Videos of Cells and Embryos

 
 

In the videos on this page microtubules are labeled with a probe consisting of three GFPs in a row fused to the microtubule-binding domain from human Ensconsin, and also with Histone H2B fused to mCherry to mark the chromosomes.

The first video is a side view of a 16-cell embryo, with the animal pole to the right and vegetal to the left; the embryo consists of four small cells at the vegetal end, called micromeres, their four large sisters the macromeres, and eight mesomeres of the animal hemisphere.

 

Embryonic mitosis in urchins

November 17, 2013

Species:

Strongylocentrotus purpuratus

Frame rate:

20 sec/frame @ 15 fps = 250-fold time-lapse

Points of interest:

mitosis; spindle assembly; chromosome congression

What’s glowing:

3xGFP-EMTB (Ensconsin Microtubule Binding Domain) labels microtubules, mCherry-Histone H2B labels chromosomes

Optics:

CARV spinning disk confocal; 60x; projection of 15-20 1-µm sections.

Filmed by:

George von Dassow & Bill Bement

More like this:

Scroll down the page for more ...

The second video starts at the 28-cell stage, looking straight down the vegetal pole.  The micromeres divide later than the rest of the embryo, and when they do, they divide unequally to make small micromeres and large micromeres. The small micromeres do not divide again within the time span covered by this movie; they divide only once more during embryogenesis.

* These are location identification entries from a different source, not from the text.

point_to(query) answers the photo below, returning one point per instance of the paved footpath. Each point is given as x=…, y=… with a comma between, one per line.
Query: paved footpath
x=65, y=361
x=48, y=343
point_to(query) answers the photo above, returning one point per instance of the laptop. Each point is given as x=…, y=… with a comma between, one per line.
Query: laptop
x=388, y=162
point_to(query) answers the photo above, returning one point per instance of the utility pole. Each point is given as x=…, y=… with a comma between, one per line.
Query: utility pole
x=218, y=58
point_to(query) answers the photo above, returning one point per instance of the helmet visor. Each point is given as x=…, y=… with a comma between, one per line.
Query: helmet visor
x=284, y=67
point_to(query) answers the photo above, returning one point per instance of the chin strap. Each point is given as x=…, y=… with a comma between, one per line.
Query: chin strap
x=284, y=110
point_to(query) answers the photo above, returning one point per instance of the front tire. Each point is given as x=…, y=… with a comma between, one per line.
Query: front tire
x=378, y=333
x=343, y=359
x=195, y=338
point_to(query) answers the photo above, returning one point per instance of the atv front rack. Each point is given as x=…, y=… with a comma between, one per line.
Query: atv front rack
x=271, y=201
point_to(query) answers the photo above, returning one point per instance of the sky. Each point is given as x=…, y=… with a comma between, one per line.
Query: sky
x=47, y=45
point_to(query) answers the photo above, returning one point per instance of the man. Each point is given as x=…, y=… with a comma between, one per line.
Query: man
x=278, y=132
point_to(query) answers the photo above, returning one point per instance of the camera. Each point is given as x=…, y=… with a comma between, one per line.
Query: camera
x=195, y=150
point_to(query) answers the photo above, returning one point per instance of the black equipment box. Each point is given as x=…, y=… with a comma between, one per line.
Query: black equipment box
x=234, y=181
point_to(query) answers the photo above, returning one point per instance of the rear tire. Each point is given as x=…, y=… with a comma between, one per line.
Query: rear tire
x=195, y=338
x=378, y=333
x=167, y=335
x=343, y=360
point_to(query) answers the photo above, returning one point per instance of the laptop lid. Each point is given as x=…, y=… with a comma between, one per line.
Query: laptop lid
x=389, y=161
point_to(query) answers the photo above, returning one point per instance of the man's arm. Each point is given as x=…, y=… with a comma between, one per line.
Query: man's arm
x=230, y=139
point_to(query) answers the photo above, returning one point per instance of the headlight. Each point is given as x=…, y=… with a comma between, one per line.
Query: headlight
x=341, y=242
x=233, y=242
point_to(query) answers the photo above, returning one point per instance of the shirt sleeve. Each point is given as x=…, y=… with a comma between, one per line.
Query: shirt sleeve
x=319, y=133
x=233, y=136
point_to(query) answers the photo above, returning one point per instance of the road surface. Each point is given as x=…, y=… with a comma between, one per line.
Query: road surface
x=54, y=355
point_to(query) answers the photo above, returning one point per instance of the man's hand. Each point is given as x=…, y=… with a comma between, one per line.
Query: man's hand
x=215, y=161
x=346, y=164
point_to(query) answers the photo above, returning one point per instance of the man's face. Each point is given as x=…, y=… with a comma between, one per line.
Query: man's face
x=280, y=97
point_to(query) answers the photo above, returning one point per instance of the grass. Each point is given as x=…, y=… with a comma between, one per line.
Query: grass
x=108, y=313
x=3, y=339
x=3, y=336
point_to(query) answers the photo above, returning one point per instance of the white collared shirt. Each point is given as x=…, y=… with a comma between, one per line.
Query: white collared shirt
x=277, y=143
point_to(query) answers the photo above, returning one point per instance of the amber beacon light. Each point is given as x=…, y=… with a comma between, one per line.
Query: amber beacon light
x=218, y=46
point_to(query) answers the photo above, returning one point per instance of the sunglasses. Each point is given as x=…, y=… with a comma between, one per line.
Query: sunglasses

Regardless of the cell arrangement within the embryo, the remarkable thing in these movies is that they dramatize the extent to which mitosis involves complete reorganization of the cell.  The other two movies below have the colors reversed to highlight chromosome behavior during mitosis rather than the microtubules; there are several dozen of these strands, which presumably might get tangled up either on the spindle or while decondensed during interphase, and yet they appear to snap into configuration within mere minutes, condensing out of formless glow and hooking up to the spindle, then moving poleward along it before decondensing again to replicate.